A funk beat blares from blown drivers, Despair lingers just beyond the pillows, The alarm means nothing over and over and the agony of that which we can’t express will only increase with that which we can.
I'm a perfectionist who believes that perfection doesn't exist,
or doesn't believe that it does. I realize transcendence is just an idea(l) but I believe in that too.
Because it's beautiful lie and it would make everything ok (if only anyone could ever truly believe).
It’s not something you just know. You can't feel it in your bones. You can't feel anything.
You closed yourself off from that a long time ago.
Make me a conduit. Make me a tiger, fur matted with blood.
Catch my faded basketball and alley-oop it up into the backboard. The steel swish of another goal saved, put up, put away. Break me. Break me wide open and bleeding, tear muscle tissue down to bone fragments and wipe my face off the face of this earth. Break me off a piece of that kit-kat bar. Make it a big one. Make me beg for it with shattered hands, make me sweat and bleed and cry and beat my broken skull against the concrete. Take me. Make me anew.
Cold sun. Here, we-shiver-in-the street,
Man, I can't get past that heart of yours and
Paying with change at the liquor store. Summer. The barometer’s falling fast.

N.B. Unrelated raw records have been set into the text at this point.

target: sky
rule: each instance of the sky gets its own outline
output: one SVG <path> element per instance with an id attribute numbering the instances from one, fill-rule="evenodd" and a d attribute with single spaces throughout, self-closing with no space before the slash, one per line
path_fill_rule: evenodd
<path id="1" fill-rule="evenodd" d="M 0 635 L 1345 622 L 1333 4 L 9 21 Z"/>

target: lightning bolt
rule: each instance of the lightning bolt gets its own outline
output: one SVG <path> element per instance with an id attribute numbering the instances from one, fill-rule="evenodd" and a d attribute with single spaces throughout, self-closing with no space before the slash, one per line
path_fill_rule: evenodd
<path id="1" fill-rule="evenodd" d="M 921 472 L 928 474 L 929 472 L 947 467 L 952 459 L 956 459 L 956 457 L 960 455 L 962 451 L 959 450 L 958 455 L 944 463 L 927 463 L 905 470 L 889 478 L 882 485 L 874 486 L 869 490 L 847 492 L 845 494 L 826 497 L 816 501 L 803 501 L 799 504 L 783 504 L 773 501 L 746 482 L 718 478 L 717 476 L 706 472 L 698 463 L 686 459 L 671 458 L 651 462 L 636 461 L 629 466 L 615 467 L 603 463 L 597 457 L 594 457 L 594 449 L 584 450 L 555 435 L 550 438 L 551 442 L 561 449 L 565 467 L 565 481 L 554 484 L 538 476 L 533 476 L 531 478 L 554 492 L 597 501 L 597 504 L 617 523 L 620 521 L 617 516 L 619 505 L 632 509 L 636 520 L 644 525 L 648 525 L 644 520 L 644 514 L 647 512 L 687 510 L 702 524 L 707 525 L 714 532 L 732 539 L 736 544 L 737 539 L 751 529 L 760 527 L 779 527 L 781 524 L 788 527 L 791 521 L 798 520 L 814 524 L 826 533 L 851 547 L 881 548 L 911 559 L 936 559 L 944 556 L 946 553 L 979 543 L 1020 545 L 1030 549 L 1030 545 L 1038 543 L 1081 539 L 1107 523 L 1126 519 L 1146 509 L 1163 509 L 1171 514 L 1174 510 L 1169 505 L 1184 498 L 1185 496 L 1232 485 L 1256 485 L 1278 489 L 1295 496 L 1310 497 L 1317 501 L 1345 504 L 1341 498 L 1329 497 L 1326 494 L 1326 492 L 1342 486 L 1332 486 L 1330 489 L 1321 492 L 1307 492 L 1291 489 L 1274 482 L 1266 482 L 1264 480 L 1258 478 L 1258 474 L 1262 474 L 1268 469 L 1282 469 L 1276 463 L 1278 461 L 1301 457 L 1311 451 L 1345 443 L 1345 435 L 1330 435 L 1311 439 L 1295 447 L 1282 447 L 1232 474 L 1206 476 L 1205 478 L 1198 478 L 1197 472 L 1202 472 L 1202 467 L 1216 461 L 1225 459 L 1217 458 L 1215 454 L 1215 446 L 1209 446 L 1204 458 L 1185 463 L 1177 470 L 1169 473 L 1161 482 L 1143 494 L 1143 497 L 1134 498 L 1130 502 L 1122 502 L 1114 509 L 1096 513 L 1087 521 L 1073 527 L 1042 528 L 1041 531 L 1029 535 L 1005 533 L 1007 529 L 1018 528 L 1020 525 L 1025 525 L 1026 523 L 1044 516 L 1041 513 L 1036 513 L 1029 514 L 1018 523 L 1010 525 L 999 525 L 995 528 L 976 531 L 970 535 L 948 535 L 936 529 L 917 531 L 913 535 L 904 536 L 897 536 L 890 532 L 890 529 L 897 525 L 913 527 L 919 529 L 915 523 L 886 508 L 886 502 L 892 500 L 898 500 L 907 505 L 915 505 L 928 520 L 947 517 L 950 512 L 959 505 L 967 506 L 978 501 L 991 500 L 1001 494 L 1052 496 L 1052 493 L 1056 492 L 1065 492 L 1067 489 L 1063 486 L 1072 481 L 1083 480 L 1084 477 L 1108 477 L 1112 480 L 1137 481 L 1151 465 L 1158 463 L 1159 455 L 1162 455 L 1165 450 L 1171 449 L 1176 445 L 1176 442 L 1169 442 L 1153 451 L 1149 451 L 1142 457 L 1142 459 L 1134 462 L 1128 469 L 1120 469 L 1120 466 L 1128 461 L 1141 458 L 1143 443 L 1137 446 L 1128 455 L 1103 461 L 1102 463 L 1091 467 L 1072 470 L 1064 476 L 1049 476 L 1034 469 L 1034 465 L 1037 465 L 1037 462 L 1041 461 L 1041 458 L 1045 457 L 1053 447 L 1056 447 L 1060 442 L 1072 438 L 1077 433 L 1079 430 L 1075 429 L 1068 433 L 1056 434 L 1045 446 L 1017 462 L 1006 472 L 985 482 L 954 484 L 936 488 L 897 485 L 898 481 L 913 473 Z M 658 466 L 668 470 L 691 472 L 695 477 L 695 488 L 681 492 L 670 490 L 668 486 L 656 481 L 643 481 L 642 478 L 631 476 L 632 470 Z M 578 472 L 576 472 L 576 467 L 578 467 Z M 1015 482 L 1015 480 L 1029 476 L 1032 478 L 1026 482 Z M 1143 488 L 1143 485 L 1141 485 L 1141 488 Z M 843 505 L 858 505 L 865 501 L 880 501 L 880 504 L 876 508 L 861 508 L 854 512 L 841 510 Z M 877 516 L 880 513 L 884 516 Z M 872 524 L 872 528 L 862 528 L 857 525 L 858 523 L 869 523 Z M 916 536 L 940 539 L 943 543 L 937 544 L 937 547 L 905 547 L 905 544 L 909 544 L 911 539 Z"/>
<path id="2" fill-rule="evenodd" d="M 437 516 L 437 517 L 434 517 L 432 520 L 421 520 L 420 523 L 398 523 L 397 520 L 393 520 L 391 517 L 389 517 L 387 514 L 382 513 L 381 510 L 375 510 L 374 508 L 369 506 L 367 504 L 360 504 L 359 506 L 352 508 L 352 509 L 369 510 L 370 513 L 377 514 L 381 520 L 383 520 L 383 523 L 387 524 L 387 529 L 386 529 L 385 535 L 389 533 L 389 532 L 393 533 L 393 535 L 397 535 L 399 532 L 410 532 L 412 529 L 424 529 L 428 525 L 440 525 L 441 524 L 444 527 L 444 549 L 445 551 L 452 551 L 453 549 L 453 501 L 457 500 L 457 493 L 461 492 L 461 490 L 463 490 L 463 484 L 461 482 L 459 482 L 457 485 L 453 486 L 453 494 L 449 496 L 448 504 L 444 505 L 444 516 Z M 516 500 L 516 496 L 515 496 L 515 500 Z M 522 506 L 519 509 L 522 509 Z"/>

Smells like dried blood in your nose, on your hands. A pocket knife held between teeth-schick!-a cut you'll keep tounge-tounge-tounging and rubbing up against your cheek long after you've stopped
remembering. Memory is connected to the sub-un-subconcious, Pontious Pilate knew what he was doing
and I can tell you what the answers are, but something tells me you're shooting for the fallen starlet glance
in a beer-soaked dive bar half past midnight when there's still a chance that someone might--
and I'm down
with that, too.
So what's your name girl, mine's--
CUT TO:
A roll of thunder. A sidewalk. A pair of sneakers blaze past, pounding the concrete. We tilt up, following the sneakers. A figure in a black hooded jacket is running along the sidewalk towards a crumbling brick building lined with lichens and moss. The sky is heavy and dark. Thunder.
CUT TO:
Inside the building. The boy climbs up a mossy wooden staircase that breaks off at right angles for two stories. The stairs end abruptly at the third story. Hanging from the second story entrance are several bells. He grabs one of the bells and gives it a ring, and then another one. A bell from above responds with a high note. He rings another bell in response. The building groans, and a rickety elevator descends and stops at the end of the second story hallway. The door opens. He moves towards it.